Checklist
Motivation
[Feature] MLX Backend for Apple Silicon Support
Summary
Add Apple Silicon (MLX + Metal) backend support to SGLang, enabling native GPU-accelerated inference on M1/M2/M3/M4 Macs.
Motivation
- vLLM has community-maintained Apple Silicon support via [vllm-metal](https://github.com/vllm-project/vllm-metal)
- SGLang currently has no Apple Silicon support
- MLX provides native Metal GPU acceleration with unified memory benefits
- Enables local development/testing on Mac hardware
Project Structure
python/sglang/srt/hardware_backend/mlx/
├── __init__.py
├── mlx_attention.py # Attention Backend (REQUIRED for MVP)
├── mlx_graph_runner.py # Graph Runner (REQUIRED for MVP)
├── mlx_model_loader.py # Model loading (REQUIRED for MVP)
├── quantization/ # Quantization (Phase 2)
│ └── mlx_quant_method.py
└── moe/ # MOE support (Phase 3)
└── mlx_moe_method.py
Registration Entry Points
1. Device Config
File: python/sglang/srt/configs/device_config.py - line 14
# CHANGE THIS LINE:
if device in ["cuda", "xpu", "hpu", "cpu", "npu"]:
# TO:
if device in ["cuda", "xpu", "hpu", "cpu", "npu", "mlx"]:
self.device_type = device
2. Graph Runner Registration
File: python/sglang/srt/model_executor/model_runner.py - lines 2018-2025
# ADD IMPORT at ~line 111:
from sglang.srt.hardware_backend.mlx.mlx_graph_runner import MLXGraphRunner
# MODIFY at line 2018-2023:
graph_runners = defaultdict(
lambda: CudaGraphRunner,
{
"cpu": CPUGraphRunner,
"npu": NPUGraphRunner,
"mlx": MLXGraphRunner, # ← ADD THIS LINE
},
)
self.graph_runner = graph_runners[self.device](self)
3. Attention Backend Registration
File: python/sglang/srt/layers/attention/attention_registry.py - line 45
@register_attention_backend("mlx")
def create_mlx_backend(runner):
from sglang.srt.hardware_backend.mlx.mlx_attention import MLXAttentionBackend
return MLXAttentionBackend(runner)
MLX-Specific Considerations
1. Model Runner / Device Placement
- Intercept input tensors early to ensure they aren't placed on CUDA devices
- Attention backend and graph runner can assume tensors are in the right place since MLX uses unified memory (no CPU↔GPU transfers needed)
2. Attention Backend
Core function: mlx.fast.scaled_dot_product_attention(q, k, v, scale, mask)

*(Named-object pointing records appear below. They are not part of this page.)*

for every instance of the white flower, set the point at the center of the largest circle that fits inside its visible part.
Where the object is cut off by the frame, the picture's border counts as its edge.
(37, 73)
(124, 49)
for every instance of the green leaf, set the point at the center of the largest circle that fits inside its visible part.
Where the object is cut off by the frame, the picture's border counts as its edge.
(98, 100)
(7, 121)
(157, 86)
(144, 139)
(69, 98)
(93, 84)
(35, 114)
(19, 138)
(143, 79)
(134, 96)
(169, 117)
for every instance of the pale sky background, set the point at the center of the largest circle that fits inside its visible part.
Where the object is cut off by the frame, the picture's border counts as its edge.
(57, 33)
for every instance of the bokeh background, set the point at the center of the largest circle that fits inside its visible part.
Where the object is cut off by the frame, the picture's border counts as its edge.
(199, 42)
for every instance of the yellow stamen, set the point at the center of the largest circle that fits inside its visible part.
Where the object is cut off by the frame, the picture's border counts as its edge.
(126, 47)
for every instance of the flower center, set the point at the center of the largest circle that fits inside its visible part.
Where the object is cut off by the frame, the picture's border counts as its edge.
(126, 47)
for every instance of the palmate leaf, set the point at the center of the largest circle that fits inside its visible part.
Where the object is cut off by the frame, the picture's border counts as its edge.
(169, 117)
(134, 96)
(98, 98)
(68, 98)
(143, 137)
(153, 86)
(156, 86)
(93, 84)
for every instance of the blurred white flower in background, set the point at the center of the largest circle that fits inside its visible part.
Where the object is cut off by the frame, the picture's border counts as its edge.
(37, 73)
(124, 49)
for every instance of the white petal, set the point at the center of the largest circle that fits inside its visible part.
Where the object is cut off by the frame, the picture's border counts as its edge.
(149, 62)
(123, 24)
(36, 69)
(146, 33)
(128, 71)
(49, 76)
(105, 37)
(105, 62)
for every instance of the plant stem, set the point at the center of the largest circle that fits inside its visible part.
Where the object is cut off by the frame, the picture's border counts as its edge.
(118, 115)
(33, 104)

- Metal-accelerated attention for
forward_decode() and forward_extend()
output = mlx.fast.scaled_dot_product_attention(
q, k, v,
scale=1.0/math.sqrt(head_dim),
mask=attention_mask
)
Tensor conversion: mlx.array(numpy_array, dtype=mx.float16)
- Bridges PyTorch (SGLang) and MLX
- MVP: Convert on each forward pass
- Future: Keep tensors in MLX format throughout, or use mlx-community models directly
q_mlx = mlx.array(q.cpu().numpy(), dtype=mx.float16)
Lazy evaluation: mlx.eval(*arrays)
- MLX uses lazy evaluation; force computation before returning to PyTorch
output = mx.fast.scaled_dot_product_attention(q, k, v)
mx.eval(output) # Force computation
return torch.from_numpy(np.array(output))
3. Graph Runner
JIT compilation: mlx.compile(function)
class MLXGraphRunner:
def __init__(self, model_runner):
self.model = model_runner.model
self.compiled_fn = mlx.compile(self.model.forward)
def forward(self, input_ids, positions, batch):
return self.compiled_fn(input_ids, positions)
Note: This can be a thin wrapper. CUDA graph runners exist to batch CPU→GPU kernel launches, but MLX's unified memory eliminates this overhead. Capture/replay optimizations are not needed.
4. Quantization (Phase 2)
# Quantize model weights
model = load_model(path)
quantized = mlx.nn.quantize(model, bits=4, group_size=64)
# Memory: 14GB FP16 → 3.5GB INT4
# Pre-quantized linear layer
layer = mlx.nn.QuantizedLinear(
input_dims=4096,
output_dims=4096,
bits=4,
group_size=64
)
Roadmap
Phase 1: MVP
Goal: Basic inference working on Apple Silicon
Required Files
| File |
Change |
configs/device_config.py |
Add "mlx" to device list |
model_runner.py |
Register MLXGraphRunner |
attention_registry.py |
Register mlx attention backend |
hardware_backend/mlx/__init__.py |
New file |
hardware_backend/mlx/mlx_attention.py |
New file |
hardware_backend/mlx/mlx_graph_runner.py |
New file |
hardware_backend/mlx/mlx_model_loader.py |
New file |
Core Interfaces
# mlx_attention.py
class MLXAttentionBackend(AttentionBackend):
def __init__(self, model_runner):
"""Initialize MLX attention backend"""
def init_forward_metadata(self, forward_batch):
"""Setup metadata before forward pass"""
def forward_decode(self, q, k, v, layer, forward_batch):
"""Single-token generation (decode)"""
def forward_extend(self, q, k, v, layer, forward_batch):
"""Multi-token prefill (extend)"""
# mlx_graph_runner.py
class MLXGraphRunner:
def __init__(self, model_runner):
"""Initialize MLX graph runner"""
def forward(self, input_ids, positions, forward_batch):
"""Execute model forward pass"""
# mlx_model_loader.py
def load_mlx_model(model_path, config):
"""
Load model in MLX format.
MVP: Expects mlx-community models (e.g., mlx-community/TinyLlama-1.1B-Chat-v1.0-4bit)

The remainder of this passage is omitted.